The renal symptoms of small vessel vasculitides include decreased kidney function, proteinuria, and haematuria. They may manifest as glomerulonephritis, often as rapidly progressing glomerulonephritis.

Diagnosis and evaluation

Screening for p-ANCA and c-ANCA is essential. GPA is associated with c-ANCA, while EGPA and MPA are associated with p-ANCA, although this is completely specific or sensitive.

Renal biopsy is performed if ANCA-vasculitis is suspected. The findings (same as in RPGN) include crescents in the glomeruli and pauci-immunity on immunofluorescence.

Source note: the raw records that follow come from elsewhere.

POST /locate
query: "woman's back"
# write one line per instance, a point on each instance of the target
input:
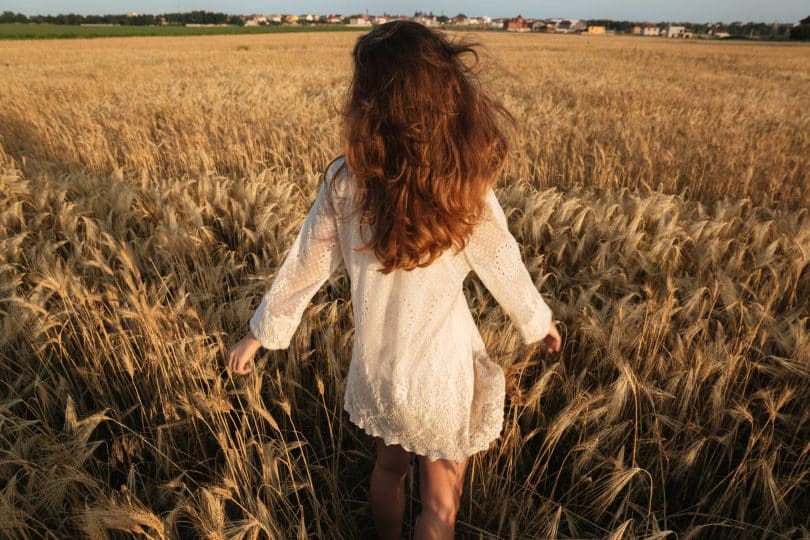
(419, 374)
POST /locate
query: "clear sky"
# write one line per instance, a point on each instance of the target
(786, 11)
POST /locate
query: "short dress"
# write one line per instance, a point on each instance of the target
(419, 374)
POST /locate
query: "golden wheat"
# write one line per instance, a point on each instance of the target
(150, 187)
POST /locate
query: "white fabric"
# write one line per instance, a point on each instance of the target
(419, 375)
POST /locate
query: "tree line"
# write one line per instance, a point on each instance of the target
(735, 29)
(191, 17)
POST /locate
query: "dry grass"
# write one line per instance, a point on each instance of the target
(151, 186)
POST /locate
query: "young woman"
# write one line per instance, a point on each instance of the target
(409, 208)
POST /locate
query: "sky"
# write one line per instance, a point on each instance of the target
(785, 11)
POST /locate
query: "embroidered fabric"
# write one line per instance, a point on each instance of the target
(419, 374)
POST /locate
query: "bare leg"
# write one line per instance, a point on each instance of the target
(440, 485)
(388, 488)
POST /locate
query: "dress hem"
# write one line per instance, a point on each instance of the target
(371, 429)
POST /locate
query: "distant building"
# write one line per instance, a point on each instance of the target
(567, 26)
(359, 20)
(255, 20)
(518, 24)
(427, 21)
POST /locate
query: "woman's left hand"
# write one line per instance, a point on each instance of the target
(241, 354)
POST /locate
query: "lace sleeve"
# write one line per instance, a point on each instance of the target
(314, 256)
(494, 255)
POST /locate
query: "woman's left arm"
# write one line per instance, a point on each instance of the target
(314, 255)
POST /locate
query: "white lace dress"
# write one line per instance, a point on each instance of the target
(419, 374)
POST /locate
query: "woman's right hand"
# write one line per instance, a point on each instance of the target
(240, 355)
(552, 341)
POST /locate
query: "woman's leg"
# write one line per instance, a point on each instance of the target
(440, 485)
(388, 488)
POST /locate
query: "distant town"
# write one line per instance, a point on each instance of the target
(518, 23)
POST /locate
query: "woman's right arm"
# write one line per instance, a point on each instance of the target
(494, 255)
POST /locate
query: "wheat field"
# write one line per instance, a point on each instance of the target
(151, 186)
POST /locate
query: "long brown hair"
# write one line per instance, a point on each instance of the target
(422, 141)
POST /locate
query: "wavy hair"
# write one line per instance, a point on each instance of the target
(422, 141)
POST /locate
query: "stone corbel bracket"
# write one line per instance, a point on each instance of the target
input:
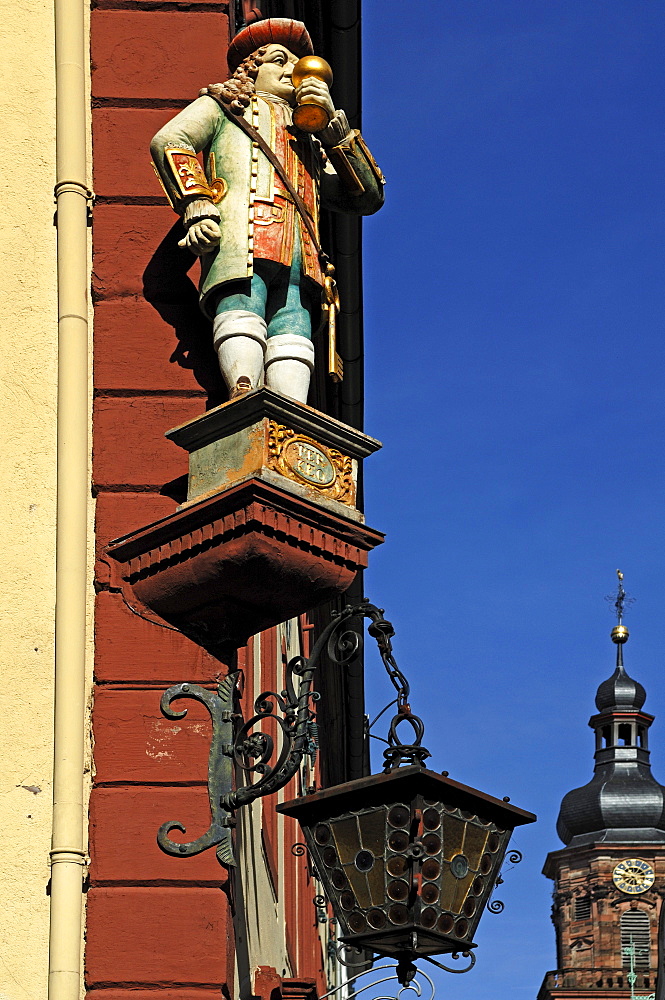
(238, 562)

ANCA-vasculitides have very poor prognosis if untreated, so immunosuppressive treatment is important. The treatment is described in the RPGN topic.

Ischaemic nephropathy

Definition and epidemiology

Ischaemic nephropathy can be difficult to define, but it most frequently refers to progressive kidney function loss due to atherosclerosis of the renal artery, called renal artery stenosis.

Narrowing of the renal artery decreases the renal perfusion pressure and renal blood flow, decreasing the GFR. If the narrowing becomes significant (~70%), cortical hypoxia occurs as well, causing loss of glomeruli and progressive loss of kidney function.

Clinical features

Ischaemic nephropathy can present in multiple different ways:

  • Chronic kidney disease (progressive reduction of GFR)
  • Acute kidney injury in people starting RAAS inhibitors
  • Renovascular hypertension

Atherosclerosis occurs everyone simultaneously, so patients with ischaemic nephropathy usually already have symptoms of atherosclerosis elsewhere, like CAD, CVD, or PAD.

Diagnosis and evaluation

Doppler ultrasound reveals narrowing of the renal artery.


General anti-atherosclerotic and renoprotective treatment, like statin, RAAS inhibitors, antihypertensives, etc. Renal revascularization is an option.

Haemolytic uraemic syndrome and thrombotic thrombocytopaenic purpura

HUS and TTP are described in topic 23.